Presiden Jokowi Sebut Islam Masuk ke Nusantara Lewat Jalur Dialog dan Budaya

 Presiden Joko Widodo (Jokowi) meresmikan Museum Islam Indonesia Hasyim Asyari yang berlokasi di Pondok Pesantren Tebuireng, Kabupaten Jombang, Provinsi Jawa Timur, Selasa (18/12/2018) lalu.

PILIHANRAKYAT.ID, JOMBANG – Presiden Joko Widodo (Jokowi) meresmikan Museum Islam Indonesia Hasyim Asyari yang berlokasi di Pondok Pesantren Tebuireng, Kabupaten Jombang, Provinsi Jawa Timur, Selasa (18/12/2018) lalu.

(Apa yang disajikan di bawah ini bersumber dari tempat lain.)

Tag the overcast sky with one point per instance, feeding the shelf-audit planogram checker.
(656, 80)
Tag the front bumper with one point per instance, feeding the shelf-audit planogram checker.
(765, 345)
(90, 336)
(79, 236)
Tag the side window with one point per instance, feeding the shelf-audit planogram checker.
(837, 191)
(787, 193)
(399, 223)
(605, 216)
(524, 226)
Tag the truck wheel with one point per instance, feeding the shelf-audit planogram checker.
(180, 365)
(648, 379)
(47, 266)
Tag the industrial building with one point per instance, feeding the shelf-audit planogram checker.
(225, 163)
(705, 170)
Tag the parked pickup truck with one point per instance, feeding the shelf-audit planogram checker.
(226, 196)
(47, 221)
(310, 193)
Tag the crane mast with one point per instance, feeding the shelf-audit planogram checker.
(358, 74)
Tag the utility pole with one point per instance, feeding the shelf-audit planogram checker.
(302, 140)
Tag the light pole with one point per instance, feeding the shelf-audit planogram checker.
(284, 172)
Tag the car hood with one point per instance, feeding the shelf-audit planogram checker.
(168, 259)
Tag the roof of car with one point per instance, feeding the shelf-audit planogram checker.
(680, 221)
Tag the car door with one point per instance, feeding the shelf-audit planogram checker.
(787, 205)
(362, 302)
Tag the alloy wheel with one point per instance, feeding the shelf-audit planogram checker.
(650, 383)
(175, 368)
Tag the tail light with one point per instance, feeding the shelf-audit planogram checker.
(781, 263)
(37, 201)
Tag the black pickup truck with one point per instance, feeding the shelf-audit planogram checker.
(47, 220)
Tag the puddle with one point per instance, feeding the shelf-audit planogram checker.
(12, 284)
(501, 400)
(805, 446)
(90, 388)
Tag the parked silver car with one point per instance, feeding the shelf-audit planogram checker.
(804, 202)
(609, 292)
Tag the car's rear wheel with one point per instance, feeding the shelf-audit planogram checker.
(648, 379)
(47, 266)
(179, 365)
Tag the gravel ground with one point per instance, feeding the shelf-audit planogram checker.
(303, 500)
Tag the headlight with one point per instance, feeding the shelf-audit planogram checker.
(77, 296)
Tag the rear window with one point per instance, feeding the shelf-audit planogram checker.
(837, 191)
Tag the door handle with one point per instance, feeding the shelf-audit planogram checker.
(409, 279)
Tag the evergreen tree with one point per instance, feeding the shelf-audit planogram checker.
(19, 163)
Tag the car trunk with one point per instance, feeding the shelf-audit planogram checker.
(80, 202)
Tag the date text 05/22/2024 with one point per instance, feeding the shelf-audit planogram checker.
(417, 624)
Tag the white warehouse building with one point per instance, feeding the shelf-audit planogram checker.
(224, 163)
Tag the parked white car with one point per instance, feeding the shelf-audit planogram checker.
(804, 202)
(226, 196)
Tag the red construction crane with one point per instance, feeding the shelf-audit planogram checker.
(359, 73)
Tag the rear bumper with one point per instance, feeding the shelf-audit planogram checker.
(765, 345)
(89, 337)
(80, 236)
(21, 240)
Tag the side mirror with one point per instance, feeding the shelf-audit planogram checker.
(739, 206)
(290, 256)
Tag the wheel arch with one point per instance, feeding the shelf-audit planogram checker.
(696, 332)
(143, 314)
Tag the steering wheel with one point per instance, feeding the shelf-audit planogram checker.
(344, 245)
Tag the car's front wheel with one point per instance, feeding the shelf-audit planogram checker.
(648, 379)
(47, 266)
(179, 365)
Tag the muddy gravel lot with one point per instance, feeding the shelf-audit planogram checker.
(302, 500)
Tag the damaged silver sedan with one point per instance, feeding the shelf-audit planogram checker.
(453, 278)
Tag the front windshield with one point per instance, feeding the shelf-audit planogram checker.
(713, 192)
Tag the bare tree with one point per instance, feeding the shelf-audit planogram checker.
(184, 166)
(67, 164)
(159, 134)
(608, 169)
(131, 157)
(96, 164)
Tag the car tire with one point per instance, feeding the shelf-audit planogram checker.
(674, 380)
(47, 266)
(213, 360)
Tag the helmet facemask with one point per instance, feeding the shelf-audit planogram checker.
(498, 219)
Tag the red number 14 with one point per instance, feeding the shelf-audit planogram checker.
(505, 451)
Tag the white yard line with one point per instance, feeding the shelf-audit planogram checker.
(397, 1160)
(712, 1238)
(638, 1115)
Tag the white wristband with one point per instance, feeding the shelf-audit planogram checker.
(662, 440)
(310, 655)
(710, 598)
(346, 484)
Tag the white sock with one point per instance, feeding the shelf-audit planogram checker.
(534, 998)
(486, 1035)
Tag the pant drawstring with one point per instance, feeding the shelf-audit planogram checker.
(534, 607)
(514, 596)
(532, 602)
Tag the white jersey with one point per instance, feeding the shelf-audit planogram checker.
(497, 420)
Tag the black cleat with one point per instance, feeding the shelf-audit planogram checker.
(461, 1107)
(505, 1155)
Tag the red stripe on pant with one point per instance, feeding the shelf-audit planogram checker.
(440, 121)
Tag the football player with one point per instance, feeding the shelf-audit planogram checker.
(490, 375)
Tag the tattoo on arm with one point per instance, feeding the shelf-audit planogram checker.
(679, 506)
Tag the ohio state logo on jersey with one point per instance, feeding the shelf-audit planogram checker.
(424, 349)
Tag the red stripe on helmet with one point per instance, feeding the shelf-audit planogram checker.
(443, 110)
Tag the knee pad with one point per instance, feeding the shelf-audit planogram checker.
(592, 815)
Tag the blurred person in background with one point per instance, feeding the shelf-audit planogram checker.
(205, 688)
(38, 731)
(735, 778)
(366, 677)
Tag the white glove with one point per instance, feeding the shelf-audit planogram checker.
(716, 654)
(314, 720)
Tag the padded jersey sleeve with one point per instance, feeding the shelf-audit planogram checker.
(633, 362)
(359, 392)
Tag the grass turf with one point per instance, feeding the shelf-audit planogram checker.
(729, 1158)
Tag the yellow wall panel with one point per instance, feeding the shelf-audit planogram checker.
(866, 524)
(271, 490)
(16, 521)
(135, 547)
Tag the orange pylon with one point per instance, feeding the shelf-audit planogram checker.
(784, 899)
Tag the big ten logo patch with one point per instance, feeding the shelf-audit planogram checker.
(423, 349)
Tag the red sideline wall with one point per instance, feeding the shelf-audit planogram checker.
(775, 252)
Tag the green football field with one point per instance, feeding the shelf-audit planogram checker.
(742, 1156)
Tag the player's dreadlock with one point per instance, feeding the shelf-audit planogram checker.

Museum ini, kata Presiden Jokowi, diharapkan dapat menjadi tempat rujukan dalam mencari informasi mengenai perkembangan Islam di Indonesia sekaligus menjadi media pendidikan karakter.

“Kita diingatkan bahwa Islam masuk ke Nusantara dengan proses yang sangat damai. Islam berkembang di Indonesia dengan dialog, dengan menggunakan media budaya lokal, seperti syair, wayang, gurindam, kasidah, dan lainnya,” dikatakan Presiden dalam sambutannya, dilansir dari laman resmi Kemendikbud.

Simak:

Baca juga  Brigjen Herry Rudolf Nahak Mendukung Dengan Aspirasi Anak Papua, Ini Sebabnya.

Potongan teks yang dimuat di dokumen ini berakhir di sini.